Harry Brackett reached for the line with which the car was moored, and drew the car in to shore. Then, taking from his pocket a ring on which several keys dangled, he proceeded to try them, one by one, in the padlock of one of the trap-doors. A certain key finally answered his purpose, and the next moment Mr. Carleton saw the door lifted. Harry Brackett, using a short-handled net, lifted out half a dozen lobsters, dropped them into his boat, and, relocking the trap-door, got into his boat, and started to row away.

But he nearly fell over in his seat with fright, when the sound of laughter close on shore greeted him. The next moment, Mr. Carleton stepped into view.

“Ha! ha!” laughed Mr. Carleton. “Oh, you’re a sly dog. I see what you’re up to. Little bake going on among some of you island chaps, eh? No reason why our friends should not contribute something to the fun. Oh, I’ve been a boy, myself. Look out they don’t catch you, though. Heavy fine, you know, for that sort of thing.”

Harry Brackett, terrified, rowed ashore to where Mr. Carleton was standing. He must explain. He had no idea of stealing the lobsters—which was met with derisive laughter from Mr. Carleton, and the assurance that he was a bold young chap.

From which effort at dissimulation, Harry Brackett came, at length, to beg and implore Mr. Carleton that he would say nothing about it.

Now, if Mr. Carleton had had any notion that young Harry Brackett might at some time be useful to him, he certainly went about the manner of gaining an ascendency over him most admirably. For didn’t Mr. Carleton promise that he would say nothing about the affair? And didn’t he feign to treat it as a huge joke? He certainly did. But how cunningly, also, in all his making light of it, did he convey to young Harry Brackett’s mind the fact that he knew it was a criminal thing; and that it would meet with heavy punishment, if discovered. And how cunningly did he play upon first the one, and then the other idea; the idea of a practical joke, and the idea of the penalty for it, if it should be known; until young Harry Brackett would gladly have promised to do anything in all the world that Mr. Carleton might ask, to buy his silence.

“Then you won’t let on about it?” urged Harry Brackett, apprehensively, for the tenth time or more, as he started to row away.

“Never a word from me,” said Mr. Carleton. “Ho, you rascal—I’ve been a youngster, too. But you’re taking pretty big chances of getting into trouble. Look out for yourself. Ho! ho!”

“I’ll never take another chance like it,” whined Harry Brackett.
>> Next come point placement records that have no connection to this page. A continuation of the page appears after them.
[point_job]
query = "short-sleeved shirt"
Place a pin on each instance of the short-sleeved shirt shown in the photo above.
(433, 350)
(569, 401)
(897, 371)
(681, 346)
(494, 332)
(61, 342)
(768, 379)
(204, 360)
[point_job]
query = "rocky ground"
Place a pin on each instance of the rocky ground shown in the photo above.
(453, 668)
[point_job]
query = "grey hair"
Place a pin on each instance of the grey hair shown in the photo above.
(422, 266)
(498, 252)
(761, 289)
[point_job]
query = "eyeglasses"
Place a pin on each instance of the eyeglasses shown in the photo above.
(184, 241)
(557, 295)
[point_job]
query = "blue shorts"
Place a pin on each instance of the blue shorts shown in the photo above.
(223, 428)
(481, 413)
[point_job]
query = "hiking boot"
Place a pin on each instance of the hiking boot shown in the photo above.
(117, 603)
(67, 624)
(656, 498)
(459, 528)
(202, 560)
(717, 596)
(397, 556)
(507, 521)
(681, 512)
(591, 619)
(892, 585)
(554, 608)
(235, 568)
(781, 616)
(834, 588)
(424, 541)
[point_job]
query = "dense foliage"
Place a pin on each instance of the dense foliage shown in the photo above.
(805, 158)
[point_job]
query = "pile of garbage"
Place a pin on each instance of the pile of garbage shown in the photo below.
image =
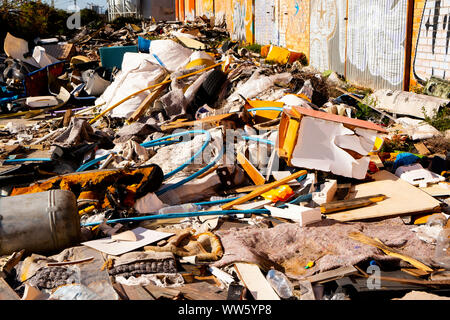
(167, 157)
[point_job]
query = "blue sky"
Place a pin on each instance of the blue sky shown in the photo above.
(63, 4)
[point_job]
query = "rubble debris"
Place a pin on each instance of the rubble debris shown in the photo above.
(161, 160)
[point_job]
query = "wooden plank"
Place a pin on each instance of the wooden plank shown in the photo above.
(436, 190)
(67, 117)
(333, 274)
(137, 293)
(263, 189)
(6, 292)
(387, 250)
(402, 198)
(335, 118)
(254, 280)
(415, 272)
(256, 176)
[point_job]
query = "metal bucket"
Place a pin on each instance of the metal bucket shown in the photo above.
(39, 222)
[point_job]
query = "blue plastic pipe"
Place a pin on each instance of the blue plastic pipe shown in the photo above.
(27, 159)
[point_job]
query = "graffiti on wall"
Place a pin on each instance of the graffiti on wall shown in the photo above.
(367, 47)
(297, 33)
(189, 7)
(242, 29)
(322, 26)
(432, 57)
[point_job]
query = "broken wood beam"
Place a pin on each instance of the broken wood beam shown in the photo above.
(263, 189)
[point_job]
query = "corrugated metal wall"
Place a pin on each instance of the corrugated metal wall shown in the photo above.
(205, 8)
(431, 40)
(375, 51)
(242, 28)
(361, 39)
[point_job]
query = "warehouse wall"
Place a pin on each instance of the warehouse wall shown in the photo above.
(431, 40)
(159, 9)
(365, 40)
For the remainder of Mr. Carleton’s stay on the island, there was one more youth that avoided him now, though for a different reason than that of the others. This was young Harry Brackett. He was ashamed to look Mr. Carleton in the face. Perhaps, on the other hand, it was rather Mr. Carleton who avoided meeting the young yachtsman. And perhaps he, too, was ashamed of what he had done.